I didn't know WP still existed. It seemed like every update made it more MSWord-like but it didn't work.
Bosonic
(3,746 posts)It's sorta the linux of document creation.
i.e. initially intimidating, but very flexible and powerful. And free.
http://www.latex-project.org/
hunter
(38,240 posts)...Create the document with LaTeX.
http://en.wikipedia.org/wiki/Vi
http://en.wikipedia.org/wiki/LaTeX
Those were my first word processors.
I wrote a novel in college using vi. Later I offloaded all my files when my continued presence on the university network was very well past it's expiration date and getting a little sketchy. A few years ago I converted my flawed novel to an ePub an about an hour. Most of that was finding public domain art for the cover.
Later I used PaperClip on my Atari 800 machines. A trivial script will turn any of these PaperClip (or AtariWriter) documents into HTML or anything else I want.
The Atari 800 was the first affordable home computer with a decent keyboard. (Not to be confused with the Atari 400, or the later game oriented Ataris.) Orson Scot Card, back when he was still human and not some perverse gay-bashing Mormon demigod, used an Atari 800 too.
None of my documents are WhatYouSeeIsWhatYouGet, they are all plain text files. I've got things I wrote in the 'seventies just a few clicks away on my desktop, no problem opening them, cut and paste, no worries about extinct document formats.
Plain text is a very good way to keep one's thoughts organized and avoid distractions while writing.
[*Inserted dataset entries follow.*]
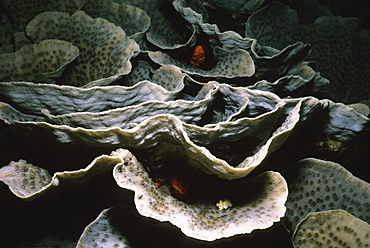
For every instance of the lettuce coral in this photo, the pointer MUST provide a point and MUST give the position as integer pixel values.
(137, 109)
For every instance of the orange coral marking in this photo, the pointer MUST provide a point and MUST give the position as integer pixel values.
(198, 56)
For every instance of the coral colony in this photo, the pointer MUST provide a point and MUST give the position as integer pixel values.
(205, 124)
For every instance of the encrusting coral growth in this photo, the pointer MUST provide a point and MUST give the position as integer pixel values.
(182, 120)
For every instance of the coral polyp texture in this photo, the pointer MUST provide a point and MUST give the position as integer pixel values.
(334, 228)
(184, 123)
(203, 219)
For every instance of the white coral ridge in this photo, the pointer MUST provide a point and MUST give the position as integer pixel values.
(223, 205)
(202, 220)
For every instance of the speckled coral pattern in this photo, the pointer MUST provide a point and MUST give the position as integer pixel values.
(339, 47)
(39, 62)
(203, 221)
(335, 228)
(23, 178)
(104, 48)
(318, 185)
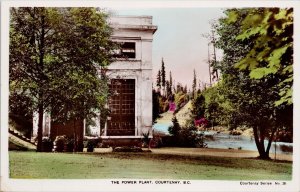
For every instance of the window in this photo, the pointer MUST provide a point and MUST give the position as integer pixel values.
(127, 50)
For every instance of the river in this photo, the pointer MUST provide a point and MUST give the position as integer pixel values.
(226, 141)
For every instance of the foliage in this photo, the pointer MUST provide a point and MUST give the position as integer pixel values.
(248, 39)
(55, 56)
(194, 85)
(163, 74)
(158, 79)
(155, 106)
(174, 130)
(198, 106)
(59, 143)
(47, 144)
(184, 136)
(271, 31)
(91, 144)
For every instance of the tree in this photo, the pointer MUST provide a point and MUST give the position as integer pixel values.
(55, 56)
(198, 106)
(155, 106)
(158, 79)
(194, 86)
(163, 75)
(271, 30)
(251, 84)
(171, 81)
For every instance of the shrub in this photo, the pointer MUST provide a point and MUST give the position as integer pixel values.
(184, 137)
(174, 130)
(70, 144)
(59, 143)
(91, 144)
(47, 144)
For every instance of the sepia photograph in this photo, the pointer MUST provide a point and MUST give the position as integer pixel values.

And it's a godsend if you or anyone else ever has to reformat the documents years later using a different system.
Currently I write in plain text using gedit and Markdown (or sometimes the same square bracket limited HTML used here on DU.) I don't worry about the look of the final document until later. It makes cutting and pasting between documents, sometimes written many decades apart, a trivial exercise and not a tear-your-hair-out-yelling-fuck-fuck-fuck!bloody nightmare.
Legal offices especially are stuck on WordPerfect because they do a lot of boilerplate crap.